Les célébrations du 30e anniversaire de l’Interligne incluent un «Noël des auteurs» en juillet, où le père Noël récompensera les auteurs qui auront été sages et vendu beaucoup de livres!

À l’automne, il y aura une soirée «meurtre et mystère» avec l’inspecteur B. Vue. Le meurtre aura-t-il été motivé par un écrivain jaloux ou dépité…?

Tout au long du mois d’avril, L’Interligne célèbre ses 30 ans en organisant des animations dans les écoles. Aurélie Resch a déjà rencontré les élèves de l’école élémentaire Pierre-Elliott-Trudeau à Toronto. Hélène Koscielniak en fera autant à l’école secondaire Cité des jeunes, de Kapuskasing. Et Anne-Marie Fournier se rendra à l’école élémentaire L’Odyssée, d’Orléans.

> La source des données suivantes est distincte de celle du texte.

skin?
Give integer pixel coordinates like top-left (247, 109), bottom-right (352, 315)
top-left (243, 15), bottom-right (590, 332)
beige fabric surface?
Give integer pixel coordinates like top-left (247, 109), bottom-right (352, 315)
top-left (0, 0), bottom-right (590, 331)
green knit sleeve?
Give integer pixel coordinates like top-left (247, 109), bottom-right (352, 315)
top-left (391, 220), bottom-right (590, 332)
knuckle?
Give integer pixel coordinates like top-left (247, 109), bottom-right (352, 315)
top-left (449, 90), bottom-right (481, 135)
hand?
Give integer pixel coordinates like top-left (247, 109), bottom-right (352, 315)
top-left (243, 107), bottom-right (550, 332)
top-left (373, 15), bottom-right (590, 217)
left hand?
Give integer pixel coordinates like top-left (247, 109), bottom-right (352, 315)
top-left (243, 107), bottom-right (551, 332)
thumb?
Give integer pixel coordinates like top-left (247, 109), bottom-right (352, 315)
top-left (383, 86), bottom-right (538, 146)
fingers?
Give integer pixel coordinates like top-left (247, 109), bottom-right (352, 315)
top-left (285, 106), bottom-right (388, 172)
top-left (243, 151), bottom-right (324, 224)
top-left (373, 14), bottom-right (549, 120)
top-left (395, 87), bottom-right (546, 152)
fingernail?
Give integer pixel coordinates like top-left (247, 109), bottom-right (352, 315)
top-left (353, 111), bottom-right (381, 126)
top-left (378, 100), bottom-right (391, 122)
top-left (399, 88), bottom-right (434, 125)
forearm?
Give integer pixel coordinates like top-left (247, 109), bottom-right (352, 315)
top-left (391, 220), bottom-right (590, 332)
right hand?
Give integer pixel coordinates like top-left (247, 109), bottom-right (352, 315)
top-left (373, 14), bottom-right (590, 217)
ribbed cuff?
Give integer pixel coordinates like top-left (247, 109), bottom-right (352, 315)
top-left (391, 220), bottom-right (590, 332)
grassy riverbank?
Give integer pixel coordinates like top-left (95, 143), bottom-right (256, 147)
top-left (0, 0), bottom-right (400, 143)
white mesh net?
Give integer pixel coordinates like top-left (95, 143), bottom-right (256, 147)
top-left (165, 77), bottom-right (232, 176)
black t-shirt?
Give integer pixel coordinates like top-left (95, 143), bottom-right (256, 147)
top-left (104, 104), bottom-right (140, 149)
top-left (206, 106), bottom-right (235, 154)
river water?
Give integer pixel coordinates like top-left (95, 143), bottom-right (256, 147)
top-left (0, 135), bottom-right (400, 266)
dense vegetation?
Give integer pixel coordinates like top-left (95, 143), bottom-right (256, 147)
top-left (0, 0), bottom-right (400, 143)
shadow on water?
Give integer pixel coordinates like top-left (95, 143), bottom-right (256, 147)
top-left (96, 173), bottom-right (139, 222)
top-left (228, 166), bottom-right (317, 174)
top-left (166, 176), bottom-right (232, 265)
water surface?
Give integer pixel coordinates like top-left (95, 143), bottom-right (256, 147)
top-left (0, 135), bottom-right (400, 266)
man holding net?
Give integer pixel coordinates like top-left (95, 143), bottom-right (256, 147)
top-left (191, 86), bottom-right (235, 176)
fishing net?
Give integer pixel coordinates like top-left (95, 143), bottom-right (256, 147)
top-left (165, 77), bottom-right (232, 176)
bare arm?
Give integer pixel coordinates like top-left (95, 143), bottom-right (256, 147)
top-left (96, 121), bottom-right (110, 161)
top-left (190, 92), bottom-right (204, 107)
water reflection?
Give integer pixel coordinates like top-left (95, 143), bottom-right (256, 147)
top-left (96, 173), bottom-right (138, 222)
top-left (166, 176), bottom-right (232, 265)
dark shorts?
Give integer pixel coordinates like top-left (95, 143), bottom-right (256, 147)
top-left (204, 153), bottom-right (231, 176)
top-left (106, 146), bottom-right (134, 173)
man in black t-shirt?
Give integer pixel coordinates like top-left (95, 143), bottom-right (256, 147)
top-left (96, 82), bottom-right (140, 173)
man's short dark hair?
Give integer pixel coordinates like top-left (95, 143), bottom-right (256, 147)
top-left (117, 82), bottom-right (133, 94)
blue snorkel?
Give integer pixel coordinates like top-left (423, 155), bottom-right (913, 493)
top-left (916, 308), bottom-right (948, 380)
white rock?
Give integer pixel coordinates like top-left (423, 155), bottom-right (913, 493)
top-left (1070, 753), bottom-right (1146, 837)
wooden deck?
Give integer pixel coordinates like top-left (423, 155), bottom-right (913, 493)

L’Interligne entend bien démontrer qu’elle est une maison d’édition où auteurs, lecteurs et administrateurs savent joliment laisser leur griffe. Pas étonnant pour une entreprise qui se targue d’être «une maison de haute couture des mots», pour reprendre l’expression de son responsable des communications, Josué Jude Carrier.